С точки зрения Манхейма, всякая философия представляет собой не более чем глубокую разработку определенного типа действия. Понять философию означает понять природу действия, лежащего в его основе. Это «действие», о котором идет речь, представляет собой свойственный каждой группе способ постижения социальной действительности. Наиболее конкретные формы он приобретает в политике90
Но политика – только крайний случай, поскольку в ней наиболее отчетливо и откровенно выступают человеческие интересы. Манхейм хочет показать, что в истории вообще и в человеческой жизни в частности нет никаких предданных законов – законом становится то, что сцепилось необратимо, то, что становится судьбой народа или социальной группы. Можно было бы повторить вслед за Шпенглером, что для природы есть причинность, а для истории – судьба. Не только политические взгляды античности сильно отличаются от современных, но и античная физика как продукт культуры и истории, отличается от нововременной не потому, что таковы особенности развития объективного духа, не потому, что этот дух на стадии античности пребывал в неразвитом состоянии, наивно выражая понимание природы. Природа для древних греков была другой потому, что иначе была устроена их социальная жизнь, иной была вытекающая из особенностей их жизни мифология, иным были взаимоотношения греков и окружающей природы.
Все это относится не только к физике, но к любой другой науке. Шпенглер писал, что стиль какой-либо возникающей математики зависит от того, в какой культуре она коренится, какие люди о ней размышляют.
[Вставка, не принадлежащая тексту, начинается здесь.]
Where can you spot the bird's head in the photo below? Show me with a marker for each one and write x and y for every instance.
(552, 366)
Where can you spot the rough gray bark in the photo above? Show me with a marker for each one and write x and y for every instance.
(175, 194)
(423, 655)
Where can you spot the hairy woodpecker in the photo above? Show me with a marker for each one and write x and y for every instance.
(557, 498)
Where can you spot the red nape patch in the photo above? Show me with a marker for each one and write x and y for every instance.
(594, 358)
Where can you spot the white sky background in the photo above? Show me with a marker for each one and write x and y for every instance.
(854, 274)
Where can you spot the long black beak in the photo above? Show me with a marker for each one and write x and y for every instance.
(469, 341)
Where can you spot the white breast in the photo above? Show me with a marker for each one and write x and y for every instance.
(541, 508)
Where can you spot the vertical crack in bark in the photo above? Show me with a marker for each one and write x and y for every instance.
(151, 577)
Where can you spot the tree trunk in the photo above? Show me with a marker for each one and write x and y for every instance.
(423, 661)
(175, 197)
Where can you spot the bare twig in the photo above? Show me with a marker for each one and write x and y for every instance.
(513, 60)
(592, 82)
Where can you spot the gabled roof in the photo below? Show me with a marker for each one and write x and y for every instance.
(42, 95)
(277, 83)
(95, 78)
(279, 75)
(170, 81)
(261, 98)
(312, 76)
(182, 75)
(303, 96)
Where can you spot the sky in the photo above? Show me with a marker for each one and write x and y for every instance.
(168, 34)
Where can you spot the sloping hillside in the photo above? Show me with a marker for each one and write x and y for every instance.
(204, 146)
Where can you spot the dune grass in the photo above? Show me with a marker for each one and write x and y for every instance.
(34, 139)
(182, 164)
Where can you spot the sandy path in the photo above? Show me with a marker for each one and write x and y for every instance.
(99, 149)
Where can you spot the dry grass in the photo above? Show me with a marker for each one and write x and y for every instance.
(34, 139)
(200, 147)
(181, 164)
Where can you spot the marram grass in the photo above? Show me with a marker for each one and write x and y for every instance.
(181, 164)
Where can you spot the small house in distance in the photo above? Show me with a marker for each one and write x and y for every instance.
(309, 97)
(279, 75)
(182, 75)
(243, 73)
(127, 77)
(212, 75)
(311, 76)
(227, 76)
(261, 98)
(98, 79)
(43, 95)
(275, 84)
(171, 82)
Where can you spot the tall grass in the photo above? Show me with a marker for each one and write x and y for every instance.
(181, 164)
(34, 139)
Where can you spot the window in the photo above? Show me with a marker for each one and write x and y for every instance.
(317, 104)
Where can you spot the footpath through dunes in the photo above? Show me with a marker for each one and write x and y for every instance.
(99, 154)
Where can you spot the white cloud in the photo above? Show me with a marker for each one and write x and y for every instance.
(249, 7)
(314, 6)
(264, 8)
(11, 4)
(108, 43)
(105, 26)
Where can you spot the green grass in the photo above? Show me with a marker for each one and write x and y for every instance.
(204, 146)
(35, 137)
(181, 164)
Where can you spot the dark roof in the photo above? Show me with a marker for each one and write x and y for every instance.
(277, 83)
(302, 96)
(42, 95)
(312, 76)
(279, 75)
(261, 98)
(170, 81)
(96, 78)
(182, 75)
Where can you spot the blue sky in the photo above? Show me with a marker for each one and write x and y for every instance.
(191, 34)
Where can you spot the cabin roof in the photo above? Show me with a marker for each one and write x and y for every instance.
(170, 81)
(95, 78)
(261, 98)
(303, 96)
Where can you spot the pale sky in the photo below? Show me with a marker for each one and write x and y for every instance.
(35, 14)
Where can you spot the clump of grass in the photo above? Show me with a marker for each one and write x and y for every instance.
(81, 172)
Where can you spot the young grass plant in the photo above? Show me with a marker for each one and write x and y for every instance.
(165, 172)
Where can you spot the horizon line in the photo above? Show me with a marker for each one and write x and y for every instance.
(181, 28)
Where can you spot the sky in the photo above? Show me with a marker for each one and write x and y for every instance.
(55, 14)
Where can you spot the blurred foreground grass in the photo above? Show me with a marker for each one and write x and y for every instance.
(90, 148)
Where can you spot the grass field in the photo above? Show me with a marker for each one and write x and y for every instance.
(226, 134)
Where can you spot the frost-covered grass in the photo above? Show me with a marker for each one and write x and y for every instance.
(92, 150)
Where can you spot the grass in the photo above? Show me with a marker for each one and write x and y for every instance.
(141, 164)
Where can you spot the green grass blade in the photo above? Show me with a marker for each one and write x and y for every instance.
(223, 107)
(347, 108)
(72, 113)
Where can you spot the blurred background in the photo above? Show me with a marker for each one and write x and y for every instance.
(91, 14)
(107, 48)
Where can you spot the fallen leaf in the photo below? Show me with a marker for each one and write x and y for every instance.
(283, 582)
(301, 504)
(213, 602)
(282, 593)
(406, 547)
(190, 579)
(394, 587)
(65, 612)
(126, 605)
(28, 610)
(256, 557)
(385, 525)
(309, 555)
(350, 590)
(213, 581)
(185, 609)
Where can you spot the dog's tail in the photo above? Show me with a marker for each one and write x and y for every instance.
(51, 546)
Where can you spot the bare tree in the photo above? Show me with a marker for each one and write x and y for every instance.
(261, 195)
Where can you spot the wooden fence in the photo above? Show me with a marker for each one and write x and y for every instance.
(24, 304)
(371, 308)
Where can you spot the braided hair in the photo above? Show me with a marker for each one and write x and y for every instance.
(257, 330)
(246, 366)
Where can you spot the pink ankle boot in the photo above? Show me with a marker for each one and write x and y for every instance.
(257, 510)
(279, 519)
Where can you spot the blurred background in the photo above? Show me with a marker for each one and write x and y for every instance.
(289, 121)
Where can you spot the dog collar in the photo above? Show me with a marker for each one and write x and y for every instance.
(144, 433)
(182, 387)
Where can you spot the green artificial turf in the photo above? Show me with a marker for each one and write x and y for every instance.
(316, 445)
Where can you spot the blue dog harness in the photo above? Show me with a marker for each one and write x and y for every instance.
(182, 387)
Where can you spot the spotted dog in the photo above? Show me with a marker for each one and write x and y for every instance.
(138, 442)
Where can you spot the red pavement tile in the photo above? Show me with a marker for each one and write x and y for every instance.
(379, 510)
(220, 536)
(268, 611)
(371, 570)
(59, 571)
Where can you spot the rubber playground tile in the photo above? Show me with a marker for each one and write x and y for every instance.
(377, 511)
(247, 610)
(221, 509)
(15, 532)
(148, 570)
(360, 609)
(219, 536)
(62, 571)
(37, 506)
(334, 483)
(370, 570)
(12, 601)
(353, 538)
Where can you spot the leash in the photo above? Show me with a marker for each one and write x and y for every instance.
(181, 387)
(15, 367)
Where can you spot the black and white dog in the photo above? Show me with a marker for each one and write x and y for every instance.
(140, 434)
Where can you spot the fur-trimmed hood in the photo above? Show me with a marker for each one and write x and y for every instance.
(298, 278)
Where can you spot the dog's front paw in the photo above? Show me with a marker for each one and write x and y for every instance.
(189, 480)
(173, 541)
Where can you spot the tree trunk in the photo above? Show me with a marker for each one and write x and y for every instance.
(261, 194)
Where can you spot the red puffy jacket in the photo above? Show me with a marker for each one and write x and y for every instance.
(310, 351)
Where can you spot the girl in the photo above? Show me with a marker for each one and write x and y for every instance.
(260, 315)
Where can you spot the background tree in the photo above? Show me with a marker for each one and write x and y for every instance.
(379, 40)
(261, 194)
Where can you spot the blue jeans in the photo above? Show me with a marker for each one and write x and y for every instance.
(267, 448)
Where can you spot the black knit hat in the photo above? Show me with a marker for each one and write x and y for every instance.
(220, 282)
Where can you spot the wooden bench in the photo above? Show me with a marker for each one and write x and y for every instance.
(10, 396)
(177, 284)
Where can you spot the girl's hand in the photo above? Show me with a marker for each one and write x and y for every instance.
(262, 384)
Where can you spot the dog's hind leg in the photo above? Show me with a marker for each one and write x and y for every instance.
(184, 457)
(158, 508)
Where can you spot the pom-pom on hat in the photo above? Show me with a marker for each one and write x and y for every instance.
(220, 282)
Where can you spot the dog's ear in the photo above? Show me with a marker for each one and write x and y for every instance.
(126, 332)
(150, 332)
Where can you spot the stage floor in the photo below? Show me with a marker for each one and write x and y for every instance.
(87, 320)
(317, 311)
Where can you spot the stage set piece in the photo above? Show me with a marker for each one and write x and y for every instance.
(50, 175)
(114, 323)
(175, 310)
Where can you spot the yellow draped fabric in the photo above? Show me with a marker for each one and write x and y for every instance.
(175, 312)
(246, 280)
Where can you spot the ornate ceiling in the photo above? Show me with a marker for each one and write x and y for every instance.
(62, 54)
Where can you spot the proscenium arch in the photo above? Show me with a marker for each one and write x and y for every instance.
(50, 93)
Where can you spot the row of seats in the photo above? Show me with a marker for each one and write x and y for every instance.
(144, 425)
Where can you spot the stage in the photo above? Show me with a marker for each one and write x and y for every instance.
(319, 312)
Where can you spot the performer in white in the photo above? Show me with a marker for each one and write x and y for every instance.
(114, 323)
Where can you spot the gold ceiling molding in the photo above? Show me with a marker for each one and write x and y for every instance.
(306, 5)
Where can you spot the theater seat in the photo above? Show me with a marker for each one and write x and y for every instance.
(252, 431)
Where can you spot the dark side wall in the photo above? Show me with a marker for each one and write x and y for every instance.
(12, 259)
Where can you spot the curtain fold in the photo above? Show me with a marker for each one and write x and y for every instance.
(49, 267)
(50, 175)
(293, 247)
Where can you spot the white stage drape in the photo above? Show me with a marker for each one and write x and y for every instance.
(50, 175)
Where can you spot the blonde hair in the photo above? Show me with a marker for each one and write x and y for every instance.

Дух может развить заложенные в нем возможности, но он совершенно не в силах изменить их. «В наиболее ранних формах античного орнамента и готической архитектуры осуществлена идея евклидовой геометрии и счисления бесконечно малых, за целые столетия до того, как родился первый ученый математик этих культур»91.
Отдельные народы, живущие в разные эпохи, различные социальные группы одного и того же общества могут совершенно по-разному понимать и описывать действительность. Социальная онтология рассматривает те случаи, когда общественная структура со всеми ее феноменами должна быть воспринята наблюдателями, помещенными в различных пунктах этой структуры, различным образом. Следовательно, во всех случаях причиной «односторонности» и «ложности» является не намерение скрыть подлинную ситуацию, а различие в структуре сознания различных по своему положению в социально-исторической сфере субъектов.
Это, как уже говорилось выше, наиболее отчетливо проявляется в политической борьбе, но систематически артикулируется во всех сознательных и полусознательных интерпретациях мира, характерных для данной группы, во всех научных и философских концепциях. «Мы не хотим этим сказать, что всякий философ не лучше политического пропагандиста или что он по необходимости приговорен к сознательной солидаризации с какой-то политической точкой зрения. Философ и даже изолированный мыслитель может совсем не отдавать себе отчета в политических импликациях собственных идей. И, несмотря на это, вырабатывать позиции и мыслительные категории, общественный генезис которых можно свести к конкретным типам политического действия»92.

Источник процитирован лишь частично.